Tutoring their fellow students
[attach]5960[/attach]Noelle Georgeff has had an entrepreneurial spirit since her days as a squeegee kid growing up on a farm with no running water near Brussels, Ontario.
“As a treat we would get to go to the drive-in movies — we’d get in our pajamas before we’d go — and we’d have our Windex and our paper towel and we’d go around to the cars and clean their windshields,” she says. “They thought we were so cute they’d pay us like a dollar, which was a lot back in 1973.”
After running several small businesses over the years, including a gymnastics company and a home staging business, the Beach resident recently launched a new tutoring endeavour.
Through The Teenage Tutors, Georgeff pairs honour roll students Mia Shabsove, Cassidy Timlin, Emma Clarke, Luc Ainsworth-Wiebe and her daughter Veronika, with younger children for one-on-one learning and homework help in subjects like English, math and science.
“There’s more of a rapport with someone that’s a little bit older,” she says. “Say it’s a girl in grade 6 and here’s someone in grade 11 on the honour roll, on the cross-country team, they want to be just like her.”
Through the sessions, she hopes the learners become more confident and get better academically. Since they started in February, she says parents have already told her they’ve seen a noticeable transformation in their children.

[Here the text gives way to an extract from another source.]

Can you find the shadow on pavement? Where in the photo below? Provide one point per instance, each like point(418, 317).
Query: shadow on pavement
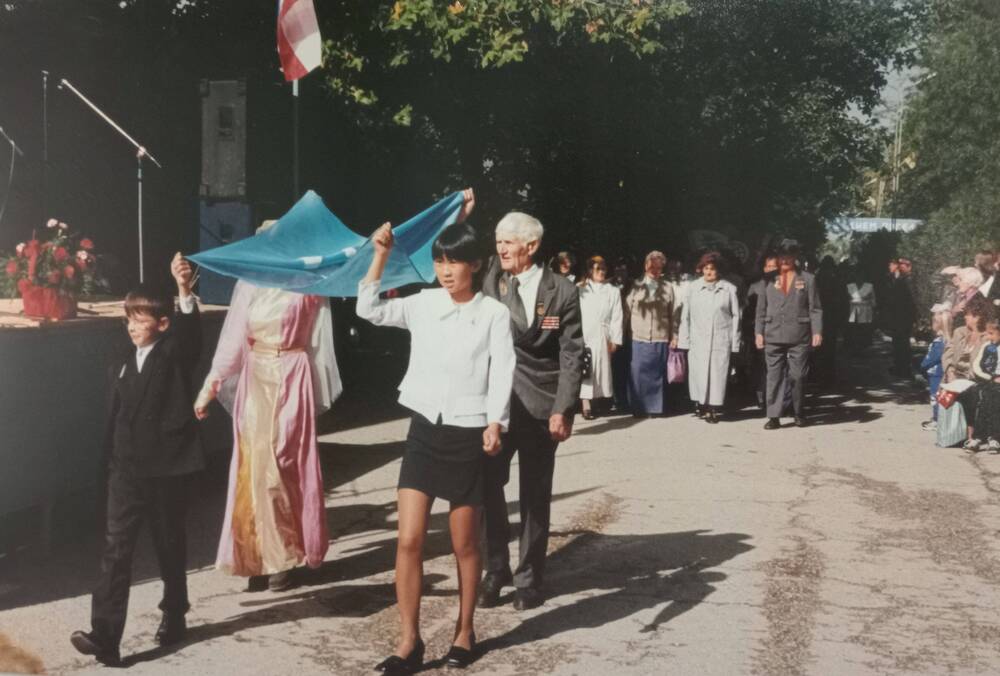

“I’ve received great feedback from parents,” she says. “Danielle feels more confident reading, she’s picking up a book now as opposed to turning the TV on — I think that is huge.”
In addition to the teenagers serving as role models, she says they also gain work experience as tutors, which will help them apply to jobs in the future since it’s a challenge to find employment without experience.

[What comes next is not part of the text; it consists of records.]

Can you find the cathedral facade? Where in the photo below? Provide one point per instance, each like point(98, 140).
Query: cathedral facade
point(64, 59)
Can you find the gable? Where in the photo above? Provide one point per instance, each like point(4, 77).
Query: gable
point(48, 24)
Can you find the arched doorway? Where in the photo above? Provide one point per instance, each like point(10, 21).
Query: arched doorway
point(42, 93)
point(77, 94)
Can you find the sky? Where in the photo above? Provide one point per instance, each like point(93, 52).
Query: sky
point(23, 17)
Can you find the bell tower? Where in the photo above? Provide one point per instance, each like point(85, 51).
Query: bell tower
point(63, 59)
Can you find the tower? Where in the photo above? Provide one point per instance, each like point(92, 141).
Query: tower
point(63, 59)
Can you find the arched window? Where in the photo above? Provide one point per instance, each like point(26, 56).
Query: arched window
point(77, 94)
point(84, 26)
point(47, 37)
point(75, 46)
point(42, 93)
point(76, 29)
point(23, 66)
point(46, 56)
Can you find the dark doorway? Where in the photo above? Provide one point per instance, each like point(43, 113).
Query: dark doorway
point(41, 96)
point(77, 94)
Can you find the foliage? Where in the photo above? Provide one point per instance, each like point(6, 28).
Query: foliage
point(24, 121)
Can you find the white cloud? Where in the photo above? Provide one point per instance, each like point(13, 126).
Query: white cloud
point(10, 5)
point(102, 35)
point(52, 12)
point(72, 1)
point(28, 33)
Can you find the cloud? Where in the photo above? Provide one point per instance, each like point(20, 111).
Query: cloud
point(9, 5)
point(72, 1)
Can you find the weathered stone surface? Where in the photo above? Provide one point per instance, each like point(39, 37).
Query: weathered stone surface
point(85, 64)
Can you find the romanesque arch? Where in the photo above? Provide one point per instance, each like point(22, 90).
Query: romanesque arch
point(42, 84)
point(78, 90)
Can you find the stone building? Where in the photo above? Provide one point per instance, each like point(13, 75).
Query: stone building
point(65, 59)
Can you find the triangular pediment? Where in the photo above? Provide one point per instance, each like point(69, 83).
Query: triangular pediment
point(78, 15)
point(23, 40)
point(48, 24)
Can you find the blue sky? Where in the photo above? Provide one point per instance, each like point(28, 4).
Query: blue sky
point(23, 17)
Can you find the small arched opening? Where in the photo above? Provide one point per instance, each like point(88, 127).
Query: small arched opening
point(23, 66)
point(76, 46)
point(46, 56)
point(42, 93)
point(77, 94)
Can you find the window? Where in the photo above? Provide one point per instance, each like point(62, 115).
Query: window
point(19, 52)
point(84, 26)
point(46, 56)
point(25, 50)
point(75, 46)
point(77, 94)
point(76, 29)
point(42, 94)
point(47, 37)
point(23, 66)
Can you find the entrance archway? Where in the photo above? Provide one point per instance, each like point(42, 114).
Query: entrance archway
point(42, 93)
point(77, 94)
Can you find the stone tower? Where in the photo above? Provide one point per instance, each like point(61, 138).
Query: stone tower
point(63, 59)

Timlin, who is in grade 12 at Malvern Collegiate Institute, says tutoring is a good job opportunity for teenagers who want to do something other than babysitting. She grew up in the neighbourhood and says she likes how the community supports small businesses like The Teenage Tutors.
“There’s a little girl I tutor in English and writing, when I first got her it probably took her about 6 minutes to get through one page in a book, now she’s definitely improved and is getting faster,” she says. “Someone outside of her family giving her support has allowed her to improve and want to read.”

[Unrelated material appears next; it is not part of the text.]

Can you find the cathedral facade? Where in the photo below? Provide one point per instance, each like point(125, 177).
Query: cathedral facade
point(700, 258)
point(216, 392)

Her coworker Shabsove, a grade 11 student at Malvern, says it’s been rewarding to see the progression students have made over the last few months and how happy they are with their grades.
“One of the students that I’m tutoring with math, it’s great, she came back with her math test and got 100 percent on it,” she adds.
The younger Georgeff, who is also in grade 11 at Malvern, says she enjoys being able to work with kids as both a tutor and a tennis coach.
“Whether they need help in math or science, we have different strengths and I think from those strengths we’re able to pass on our knowledge and help other students with what they’re struggling with,” she says. “I think for me, the most rewarding part of it is seeing the success. It’s just really satisfying.”